I believe the following function is a working solution for pandas DataFrame rolling argmin/max:
import numpy as np
def data_frame_rolling_arg_func(df, window_size, func):
ws = window_size
wm1 = window_size - 1
return (df.rolling(ws).apply(getattr(np, f'arg{func}'))[wm1:].astype(int) +
np.array([np.arange(len(df) - wm1)]).T).applymap(
lambda x: df.index[x]).combine_first(df.applymap(lambda x: np.NaN))
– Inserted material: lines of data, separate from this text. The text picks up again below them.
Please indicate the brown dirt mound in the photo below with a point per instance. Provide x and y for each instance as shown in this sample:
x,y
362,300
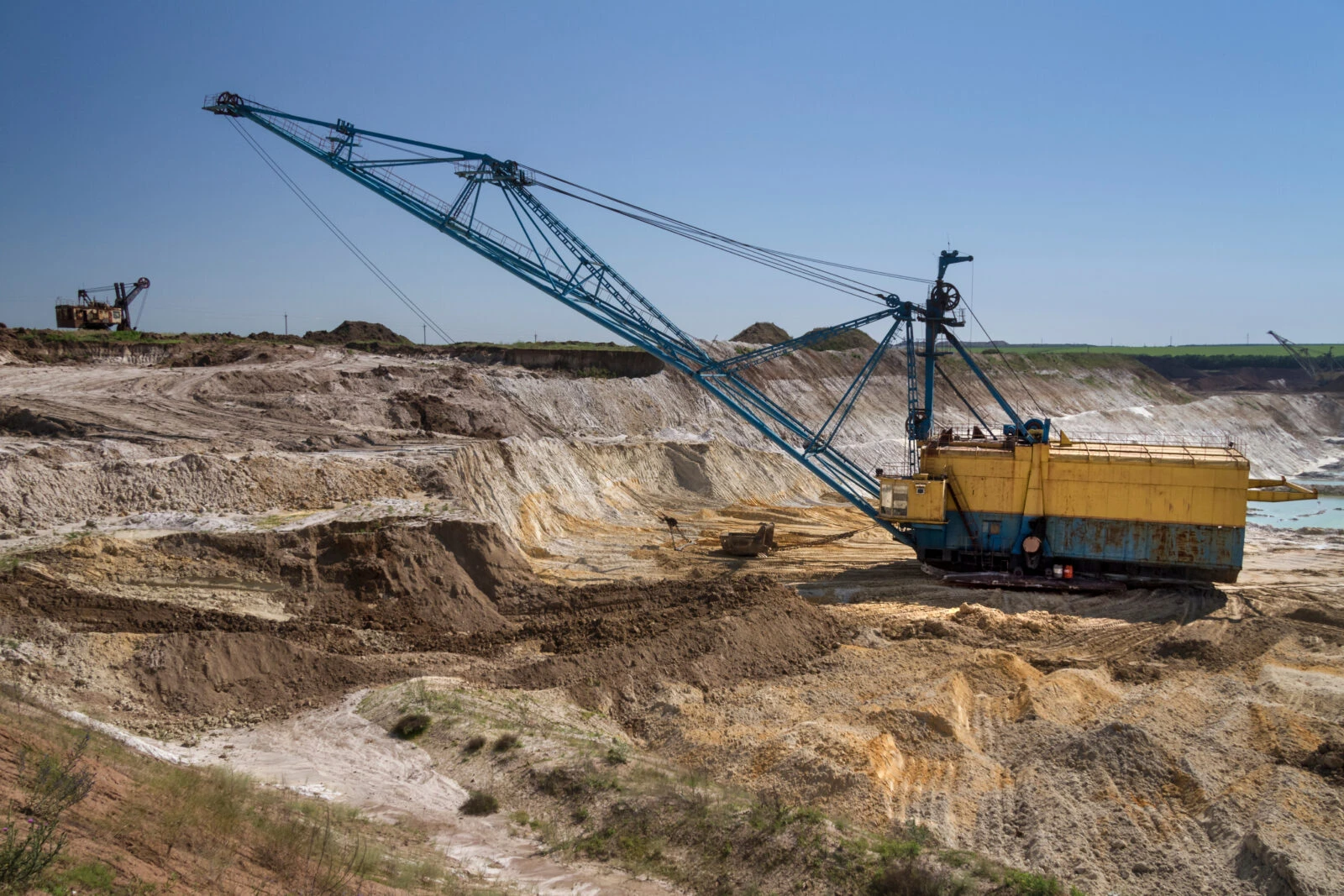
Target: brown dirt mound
x,y
218,673
763,333
448,574
20,421
847,340
616,644
356,332
1327,762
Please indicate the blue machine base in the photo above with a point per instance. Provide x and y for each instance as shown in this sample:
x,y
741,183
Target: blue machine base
x,y
1099,547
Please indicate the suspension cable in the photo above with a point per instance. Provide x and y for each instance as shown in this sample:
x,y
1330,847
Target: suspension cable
x,y
793,264
1000,352
336,231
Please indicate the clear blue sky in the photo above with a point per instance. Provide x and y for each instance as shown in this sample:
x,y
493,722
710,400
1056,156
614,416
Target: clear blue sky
x,y
1129,170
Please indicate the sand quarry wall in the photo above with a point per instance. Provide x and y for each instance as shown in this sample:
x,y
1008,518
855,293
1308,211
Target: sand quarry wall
x,y
533,452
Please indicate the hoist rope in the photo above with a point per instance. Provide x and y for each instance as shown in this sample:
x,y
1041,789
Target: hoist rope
x,y
336,231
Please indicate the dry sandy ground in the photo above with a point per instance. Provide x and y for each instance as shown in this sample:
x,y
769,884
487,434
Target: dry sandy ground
x,y
1153,741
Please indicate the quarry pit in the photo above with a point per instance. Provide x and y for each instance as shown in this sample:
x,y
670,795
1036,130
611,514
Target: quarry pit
x,y
257,544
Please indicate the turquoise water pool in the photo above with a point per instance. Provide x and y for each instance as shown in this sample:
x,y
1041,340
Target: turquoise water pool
x,y
1326,513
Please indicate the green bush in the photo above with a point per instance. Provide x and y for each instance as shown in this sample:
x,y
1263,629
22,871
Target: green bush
x,y
30,841
412,726
480,804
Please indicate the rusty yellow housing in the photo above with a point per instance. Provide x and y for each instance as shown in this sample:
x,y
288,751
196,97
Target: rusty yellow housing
x,y
1160,511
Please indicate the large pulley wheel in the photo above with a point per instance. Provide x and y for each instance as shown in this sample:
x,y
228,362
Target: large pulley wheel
x,y
945,296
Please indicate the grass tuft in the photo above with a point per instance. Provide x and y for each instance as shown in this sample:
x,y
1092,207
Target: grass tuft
x,y
480,804
412,726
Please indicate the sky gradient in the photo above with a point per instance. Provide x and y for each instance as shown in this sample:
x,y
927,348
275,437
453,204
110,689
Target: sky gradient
x,y
1139,172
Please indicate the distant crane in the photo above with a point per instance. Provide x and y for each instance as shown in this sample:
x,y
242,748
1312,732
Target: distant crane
x,y
1316,369
92,313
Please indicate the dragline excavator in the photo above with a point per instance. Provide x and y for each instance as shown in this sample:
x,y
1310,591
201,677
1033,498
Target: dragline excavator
x,y
94,313
1008,504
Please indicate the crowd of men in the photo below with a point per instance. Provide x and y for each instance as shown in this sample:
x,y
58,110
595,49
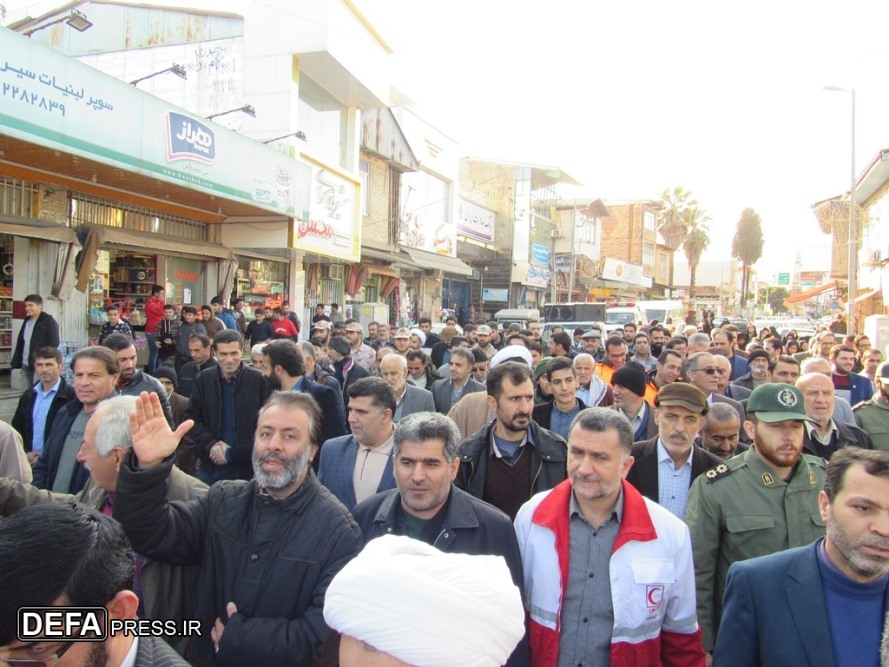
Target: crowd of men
x,y
652,496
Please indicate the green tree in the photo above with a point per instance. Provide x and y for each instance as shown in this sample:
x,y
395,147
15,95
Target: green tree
x,y
696,241
747,246
774,296
671,223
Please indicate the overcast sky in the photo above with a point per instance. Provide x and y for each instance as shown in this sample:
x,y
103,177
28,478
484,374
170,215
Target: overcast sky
x,y
633,97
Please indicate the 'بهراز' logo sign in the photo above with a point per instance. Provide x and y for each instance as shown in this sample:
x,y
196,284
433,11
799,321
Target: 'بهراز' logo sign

It is inspired from a partial solution for rolling idxmax on pandas Series.
Explanations:
- Apply the numpy argmin/max function to the rolling window.
- Only keep the non-
NaN
values. - Convert the values to
int
. - Realign the values to original row numbers.
- Use
applymap
to replace the row numbers by the index values. - Combine with the original
DataFrame
filled withNaN
in order to add the first rows with expectedNaN
values.
In [1]: index = map(chr, range(ord('a'), ord('a') + 10))
In [2]: df = pd.DataFrame((10 * np.random.randn(10, 3)).astype(int), index=index)
In [3]: df
Out[3]:
0 1 2
a -4 15 0
b 0 -6 4
c 7 8 -18
d 11 12 -16
e 6 3 -6
f -1 4 -9
g 6 -10 -7
h 8 11 -25
i -2 -10 -8
j 0 10 -7
In [4]: data_frame_rolling_arg_func(df, 3, 'max')
Out[4]:
0 1 2
a NaN NaN NaN
b NaN NaN NaN
c c a b
d d d b
e d d e
f d d e
g e f e
h h h g
i h h g
j h h j
In [5]: data_frame_rolling_arg_func(df, 3, 'min')
Out[5]:
0 1 2
a NaN NaN NaN
b NaN NaN NaN
c a b c
d b b c
e e e c
f f e d
g f g f
h f g h
i i g h
j i i h
My question are:
- Can you find any mistakes?
- Is there a better solution? That is: more performant and/or more elegant.
And for pandas maintainers out there: it would be nice if the already great pandas library included rolling idxmax and idxmin.